Find P(100)

Algebra Level 5

$P(x)$ is a polynomial of degree 98 such that $P(K) = \dfrac{1}{K}$ for $K = 1, 2, 3, \ldots , 99$ . Then the value of $P(100)$ is:

\frac1{100!}

\frac1{50}

100 ! + 1

\frac1{100}

1 solution

Deepak Kumar
Apr 19, 2015

Let
r(x) = x (p(x) - 1/x) = x p(x) - 1 ......eqn(1)
Since p(x) is a polynomial with degree 98, r(x) is a polynomial with degree 99. Since r(x) = x (p(x) - 1/x), and we are given that (p(x) - 1/x) = 0 for x = 1, 2, 3, . . . , 99=>r(x) has roots 1, 2, . . . , 99.
Since r(x) has degree 99, these are the only roots of r(x)=>r(x) = c(x - 1)(x - 2)(x - 3) . . . (x - 99) .......eqn(2)
for some constant c.

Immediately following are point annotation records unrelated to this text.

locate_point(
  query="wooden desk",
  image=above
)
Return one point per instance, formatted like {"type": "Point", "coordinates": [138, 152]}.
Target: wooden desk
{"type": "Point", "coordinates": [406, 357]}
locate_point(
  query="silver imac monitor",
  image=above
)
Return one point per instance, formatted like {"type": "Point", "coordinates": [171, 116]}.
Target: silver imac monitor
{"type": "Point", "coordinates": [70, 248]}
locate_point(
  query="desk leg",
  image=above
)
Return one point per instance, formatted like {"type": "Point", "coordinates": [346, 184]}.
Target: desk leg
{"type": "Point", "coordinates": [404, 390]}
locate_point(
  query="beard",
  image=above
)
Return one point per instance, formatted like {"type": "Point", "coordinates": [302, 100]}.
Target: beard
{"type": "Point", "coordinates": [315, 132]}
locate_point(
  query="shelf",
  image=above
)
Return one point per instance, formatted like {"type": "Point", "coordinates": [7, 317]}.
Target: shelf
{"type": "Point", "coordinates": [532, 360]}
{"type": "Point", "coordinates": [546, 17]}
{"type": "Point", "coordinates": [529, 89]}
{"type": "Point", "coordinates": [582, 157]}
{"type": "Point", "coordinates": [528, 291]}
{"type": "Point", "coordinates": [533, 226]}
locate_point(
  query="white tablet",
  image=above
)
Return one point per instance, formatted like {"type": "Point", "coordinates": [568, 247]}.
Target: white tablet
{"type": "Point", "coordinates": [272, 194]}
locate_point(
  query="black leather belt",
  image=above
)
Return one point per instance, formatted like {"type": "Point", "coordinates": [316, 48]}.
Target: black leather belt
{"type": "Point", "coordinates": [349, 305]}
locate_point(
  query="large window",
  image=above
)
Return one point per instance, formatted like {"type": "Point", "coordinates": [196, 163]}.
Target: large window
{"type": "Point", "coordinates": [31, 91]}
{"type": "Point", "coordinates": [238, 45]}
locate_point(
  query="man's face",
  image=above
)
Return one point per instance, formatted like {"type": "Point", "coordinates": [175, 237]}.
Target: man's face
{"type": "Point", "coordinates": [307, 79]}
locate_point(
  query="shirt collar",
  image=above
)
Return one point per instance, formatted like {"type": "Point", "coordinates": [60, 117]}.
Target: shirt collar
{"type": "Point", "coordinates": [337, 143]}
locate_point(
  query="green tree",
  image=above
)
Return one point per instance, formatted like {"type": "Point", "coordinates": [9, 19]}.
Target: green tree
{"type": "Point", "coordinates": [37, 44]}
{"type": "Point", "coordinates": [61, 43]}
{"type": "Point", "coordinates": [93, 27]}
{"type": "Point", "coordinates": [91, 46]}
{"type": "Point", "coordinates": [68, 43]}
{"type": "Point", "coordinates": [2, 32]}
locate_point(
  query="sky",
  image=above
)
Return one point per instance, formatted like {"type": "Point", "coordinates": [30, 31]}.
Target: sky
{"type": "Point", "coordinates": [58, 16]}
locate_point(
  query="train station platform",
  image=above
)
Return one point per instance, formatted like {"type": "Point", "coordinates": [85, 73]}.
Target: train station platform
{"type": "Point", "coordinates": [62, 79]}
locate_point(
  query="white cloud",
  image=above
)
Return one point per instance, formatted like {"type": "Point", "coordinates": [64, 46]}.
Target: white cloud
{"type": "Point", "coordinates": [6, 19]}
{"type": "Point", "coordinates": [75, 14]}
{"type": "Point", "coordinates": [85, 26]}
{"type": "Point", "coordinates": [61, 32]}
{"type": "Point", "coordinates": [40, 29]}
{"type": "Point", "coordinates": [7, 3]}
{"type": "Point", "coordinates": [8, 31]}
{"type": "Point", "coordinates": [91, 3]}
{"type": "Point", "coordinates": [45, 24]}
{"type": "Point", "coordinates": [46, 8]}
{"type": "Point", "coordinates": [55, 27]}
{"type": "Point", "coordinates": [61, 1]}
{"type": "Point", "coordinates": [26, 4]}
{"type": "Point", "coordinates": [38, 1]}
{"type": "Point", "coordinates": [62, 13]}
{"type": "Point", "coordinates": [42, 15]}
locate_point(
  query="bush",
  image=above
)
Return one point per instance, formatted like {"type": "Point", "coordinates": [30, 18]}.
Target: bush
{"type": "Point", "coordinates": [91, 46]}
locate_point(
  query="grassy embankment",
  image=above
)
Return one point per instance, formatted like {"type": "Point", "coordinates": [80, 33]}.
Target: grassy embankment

To find c, we first let x = 0 in equation (1), yielding r(0) = -1. Letting x = 0 in (2) yields r(0) = -c(99!); hence, c = 1/99! =>r(x) = (x - 1)(x - 2)(x - 3) . . . (x - 99)/99! ........eqn(3)
We can combine equations (1) and (3) and let x = 100 to find p(100)

Find P(100)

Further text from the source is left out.